マリアドールは、その姿が夜の闇と一緒になったのを見届けてから背もたれに身体を預ける。
「はぁ、やっぱりいい人ね。だからこそお金なんて借りれないわ」
しかし、お金は必要だ。どうやって金策を立てようか、と悩みつつ、隣に置いたワインを手にしたマリアドールは月明かりの下でそのラベルを確かめるた。
「ふふ、いいワインだわ。できれば待って帰りたいけれどそれはできないわよね。っということで、飲みましょう」
せっかく来たのだ。美味しいものと高級酒ぐらい腹に入れて帰らなきゃ割に合わない。と、そこでマリアドールの手が止まった。
「やだっ、栓抜きを持ってこなかったわ」
これでは飲めない。
美味しそうな液体がキラキラ輝いているのに、生殺しではないか。
恨めしくワインボトルを睨めつけていると、再び影が差した。
「貸してみろ」
聞き覚えのない声にえっと顔上げると、返事もしていないのにワインボトルを奪われる。
影の主は胸ポケットからナイフを取り出し、それを突き刺すとグルリと捻り器用にコルクを開けた。
ポン、とよい音がして芳醇な香りが鼻孔をくすぐる。
「グラスは?」
「一つだけ。
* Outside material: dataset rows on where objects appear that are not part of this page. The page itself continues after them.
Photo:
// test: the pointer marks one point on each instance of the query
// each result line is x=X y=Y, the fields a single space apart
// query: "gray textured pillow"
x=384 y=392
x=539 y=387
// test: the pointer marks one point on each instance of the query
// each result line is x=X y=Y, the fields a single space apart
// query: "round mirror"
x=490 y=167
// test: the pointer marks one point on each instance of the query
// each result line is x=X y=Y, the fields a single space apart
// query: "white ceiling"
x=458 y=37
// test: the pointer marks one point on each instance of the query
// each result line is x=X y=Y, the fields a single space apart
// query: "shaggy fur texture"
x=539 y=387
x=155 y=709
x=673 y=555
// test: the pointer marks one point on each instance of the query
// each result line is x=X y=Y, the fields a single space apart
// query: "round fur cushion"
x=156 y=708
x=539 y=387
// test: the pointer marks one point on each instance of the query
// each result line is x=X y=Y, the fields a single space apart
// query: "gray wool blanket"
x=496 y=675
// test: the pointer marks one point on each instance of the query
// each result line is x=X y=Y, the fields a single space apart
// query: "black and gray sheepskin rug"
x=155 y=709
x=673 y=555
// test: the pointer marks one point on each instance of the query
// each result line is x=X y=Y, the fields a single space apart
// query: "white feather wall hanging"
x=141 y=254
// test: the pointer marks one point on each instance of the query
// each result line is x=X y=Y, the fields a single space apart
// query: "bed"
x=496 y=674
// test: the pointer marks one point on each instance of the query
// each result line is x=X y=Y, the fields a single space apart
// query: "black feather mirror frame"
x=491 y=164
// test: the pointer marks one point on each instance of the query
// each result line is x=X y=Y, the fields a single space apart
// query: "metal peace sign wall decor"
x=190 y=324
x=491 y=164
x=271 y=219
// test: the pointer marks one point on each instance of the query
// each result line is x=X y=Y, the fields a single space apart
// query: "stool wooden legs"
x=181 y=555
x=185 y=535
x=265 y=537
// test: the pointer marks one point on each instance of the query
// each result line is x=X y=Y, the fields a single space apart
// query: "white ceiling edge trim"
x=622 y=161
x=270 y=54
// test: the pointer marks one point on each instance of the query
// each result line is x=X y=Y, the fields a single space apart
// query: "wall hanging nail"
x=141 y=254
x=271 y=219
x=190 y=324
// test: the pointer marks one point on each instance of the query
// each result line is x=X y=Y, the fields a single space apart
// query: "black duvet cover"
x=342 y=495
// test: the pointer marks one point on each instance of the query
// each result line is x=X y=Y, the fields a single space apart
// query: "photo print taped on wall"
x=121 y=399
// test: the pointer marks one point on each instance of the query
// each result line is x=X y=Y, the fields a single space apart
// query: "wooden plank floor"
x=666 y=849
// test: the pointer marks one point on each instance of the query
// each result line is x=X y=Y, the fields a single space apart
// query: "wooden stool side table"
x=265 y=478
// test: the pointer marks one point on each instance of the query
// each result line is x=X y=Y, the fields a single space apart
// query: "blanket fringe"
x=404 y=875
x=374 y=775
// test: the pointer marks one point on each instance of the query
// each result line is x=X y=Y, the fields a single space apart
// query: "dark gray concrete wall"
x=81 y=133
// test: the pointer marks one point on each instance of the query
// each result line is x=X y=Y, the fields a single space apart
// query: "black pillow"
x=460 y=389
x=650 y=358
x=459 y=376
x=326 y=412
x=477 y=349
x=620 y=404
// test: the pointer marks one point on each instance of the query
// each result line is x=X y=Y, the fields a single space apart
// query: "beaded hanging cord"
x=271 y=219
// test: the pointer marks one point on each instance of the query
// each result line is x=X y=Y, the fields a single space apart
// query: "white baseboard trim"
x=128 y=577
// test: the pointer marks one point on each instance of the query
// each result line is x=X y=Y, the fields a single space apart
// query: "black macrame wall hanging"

ごめんなさい、あなたの分がないわ」
「では、直接口をつけて飲んでもよいか?」
「……」
よくはない。
そんなことされたらマリアドールはグラス一杯分しか飲めないではないか。
(それにしても綺麗な男性ね。濡れたような黒髪に赤色の瞳。彼はいつもこうやって女性を引っ掛けるのかしら)
だとすると、早くこの場を立ち去らなければ。
マリアドールはそういうことに疎いのだ。
腰を浮かしたところで、男性はベンチに置かれたグラスを手にし並々とワインを注ぐと、マリアドールに差し出した。
戸惑いながらワイングラスと男性を交互に見つつ受け取ると、男性はあろうことか片膝をつく。
(えっ、何? 何が起こっているの)
恋愛経験のないマリアドールだって知っている。
このポーズは騎士が求婚する時のもので、男性が着ているのは騎士服だ。
「マリアドール・ジーランド女男爵、私、ジェルフ・スタンレーの契約婚約者になってくれませんか?」
「…………はい?」
たっぷりの間のあと、マリアドールの間抜けな声が夜の庭にこだました。